Matteo Franzoso se n’è andato il 15 settembre, il giorno prima di compiere 26 anni. Domenica 14 aveva avuto un grave incidente durante un allenamento con la Nazionale di sci alpino in Perù. Il comunicato della Fisi descrive così la dinamica: «Matteo ha affrontato male il primo, piccolo salto del tracciato di allenamento, finendo sbalzato in avanti verso le reti. Ha oltrepassato due file di reti e ha sbattuto contro la staccionata posizionata 6-7 metri fuori dal tracciato».


La denuncia di Paolo De Chiesa

L’ex Nazionale di sci Paolo De Chiesa, oggi voce tecnica dello sci alpino di Raisport, scrive amaramente su Instagram «Matteo, non è colpa tua». Non vuol sentir parlare di fatalità e a voce fa un appello per la sicurezza: «Un anno fa morì durante un allenamento la giovane Matilde Lorenzi, ora Matteo Franzoso. Lui è andato a sbattere contro il paletto di legno di una staccionata. In coppa del mondo questo non sarebbe mai successo: perché invece può accadere durante un allenamento? Il mondo dello sci deve fare tre passi indietro o di questo passo insieme ai nostri ragazzi morirà anche lo sci».


CAschi e cultura della sicurezza le cose da migliorare

«Dobbiamo partire dal presupposto che la velocità è sempre pericolosa, perché si è in balia di forze, forza cinetica e d'inerzia, a fronte delle quali in caso di caduta diventi un pupazzo: più aumenta la velocità, più aumenta il pericolo ed è vero che gli sci attuali sono più performanti in velocità in curva, (tema di cui ha parlato Kristian Ghedina, ndr)», riflette Pierangelo Molinaro, per oltre  tre decenni al seguito dello sci alpino per la Gazzetta dello sport, «vedo difficile che si possa tornare indietro perché sarebbe perdente economicamente, è forse più realistico ragionare di altro, per esempio del fatto che la sicurezza delle piste è molto aumentata in Coppa del mondo, mentre il problema  della sicurezza è maggiore nelle piste da allenamento. E poi c'è una cosa di cui non si parla abbastanza, ed è il fatto che, con le velocità dell'alto livello attuale, l’anello debole dello sci sono i caschi, tanti incidenti hanno dimostrato che, ad alto livello, dove ci sono piste come Wengen in cui in discesa libera (la specialità più veloce e con meno curve dello sci alpino agonistico, ndr.) si sfiorano i 200 all’ora, la protezione frontale e laterale dei caschi oggi in uso non basta. Vanno bene per noi turisti, che impattiamo a 30-40 all’ora, ma probabilmente non bastano più per i livelli di Coppa del mondo».

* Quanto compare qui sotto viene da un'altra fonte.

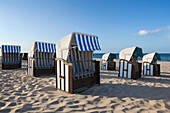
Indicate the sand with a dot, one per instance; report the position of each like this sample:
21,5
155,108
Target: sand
22,93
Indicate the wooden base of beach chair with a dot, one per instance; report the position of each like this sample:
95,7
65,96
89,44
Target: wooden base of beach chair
129,69
111,66
151,69
11,66
66,81
43,71
108,65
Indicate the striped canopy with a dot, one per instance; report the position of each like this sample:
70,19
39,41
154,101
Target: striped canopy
11,49
86,42
46,47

Dalla prossima stagione in Coppa saranno obbligatori il giubbetto con airbag sotto la tuta e la tuta antitaglio: «È positivo, ma dovrebbe crescere la cultura della sicurezza nell’ambiente, perché spesso sono gli atleti a ribellarsi alle imposizioni per timore di esserne infastiditi o rallentati ma si tratta di salvarsi la vita».

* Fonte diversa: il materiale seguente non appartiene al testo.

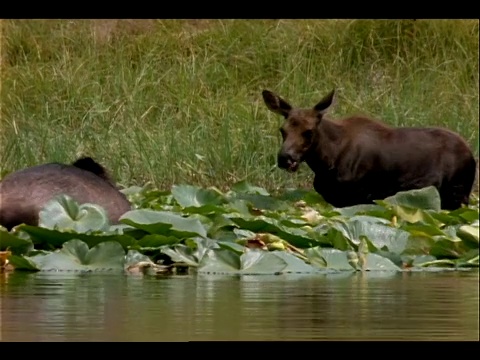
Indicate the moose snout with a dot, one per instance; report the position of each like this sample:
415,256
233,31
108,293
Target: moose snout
287,162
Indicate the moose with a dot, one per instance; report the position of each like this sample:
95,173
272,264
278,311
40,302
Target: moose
357,160
24,193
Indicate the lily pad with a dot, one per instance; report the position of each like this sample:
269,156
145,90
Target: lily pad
76,256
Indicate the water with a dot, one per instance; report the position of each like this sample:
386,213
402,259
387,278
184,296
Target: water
372,306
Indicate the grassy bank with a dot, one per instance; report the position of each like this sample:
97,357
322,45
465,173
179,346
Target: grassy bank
175,101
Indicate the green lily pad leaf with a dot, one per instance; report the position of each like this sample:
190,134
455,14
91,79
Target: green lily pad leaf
263,202
420,260
465,214
193,196
380,235
469,259
427,198
157,241
375,262
244,187
219,261
448,248
293,264
350,211
261,224
64,213
437,263
164,223
419,245
469,234
134,257
252,262
261,262
192,252
75,256
15,244
423,230
232,246
412,215
55,239
22,263
328,258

A livello turistico gli sci sono più "facili", ma inducono a troppa confidenza

Anche a livello turistico si è presa la decisione di obbligare al casco sulle piste anche gli adulti, mentre finora era richiesto solo fino a 14 anni, benché molti scelgano di portarlo ugualmente. Anche piste e impianti sono stati resi rispetto al passato più sicuri e più protetti.

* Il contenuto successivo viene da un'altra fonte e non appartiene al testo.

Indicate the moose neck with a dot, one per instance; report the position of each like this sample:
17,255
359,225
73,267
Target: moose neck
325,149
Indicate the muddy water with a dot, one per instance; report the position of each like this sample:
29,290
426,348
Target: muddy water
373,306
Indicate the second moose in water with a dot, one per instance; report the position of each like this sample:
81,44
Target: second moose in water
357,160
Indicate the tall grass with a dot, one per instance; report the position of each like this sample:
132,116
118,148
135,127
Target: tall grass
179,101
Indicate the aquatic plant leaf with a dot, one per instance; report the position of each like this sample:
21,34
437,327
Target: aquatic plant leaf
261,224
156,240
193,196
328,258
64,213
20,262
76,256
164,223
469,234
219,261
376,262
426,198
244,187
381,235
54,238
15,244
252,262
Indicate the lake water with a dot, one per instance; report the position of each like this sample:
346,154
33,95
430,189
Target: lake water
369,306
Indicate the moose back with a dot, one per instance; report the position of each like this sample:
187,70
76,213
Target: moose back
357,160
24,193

Mentre gli sci carving hanno reso apparentemente più semplice imparare a sciare, per divertirsi con gli amici, cosa che però non significa automaticamente maggiore sicurezza anzi, il rischio è che l'illusione di riuscire generi un sentimento di confidenza superiore alle proprie reali abilità: «Lì magari non si rischia la vita, ma si rischiano le ginocchia e le gambe: gli sci attuali rispetto a quelli lunghi e rigidi di trent’anni fa, che costringevano a un lungo apprendistato, sono molto più reattivi e se girano quando il corpo non è pronto, arretrando il baricentro si mette a rischio il crociato. Sciare oggi richiederebbe maggior preparazione, atletica ma anche priopercettiva, perché gli sci attuali ti illudono di facilità, ma se non riesci a comandarlo è lo sci che ti comanda e ti porta a una velocità che ti mette fuori gioco. Per questo è ancora più importante stare in avanti con le braccia portando avanti il baricentro per essere più rapido nell’azione. Poi la velocità dipende anche dalle leggi del piano inclinato, ma non illudiamoci che qualcuno si rassegni a mettere in commercio sci più difficili da guidare, che nessuno comprerebbe: la strada è far crescere la cultura della sicurezza di tutti».

Perché a livello turistico, in cui la velocità non è un fine, la prudenza è la prima regola per tutelare sé stessi e gli altri.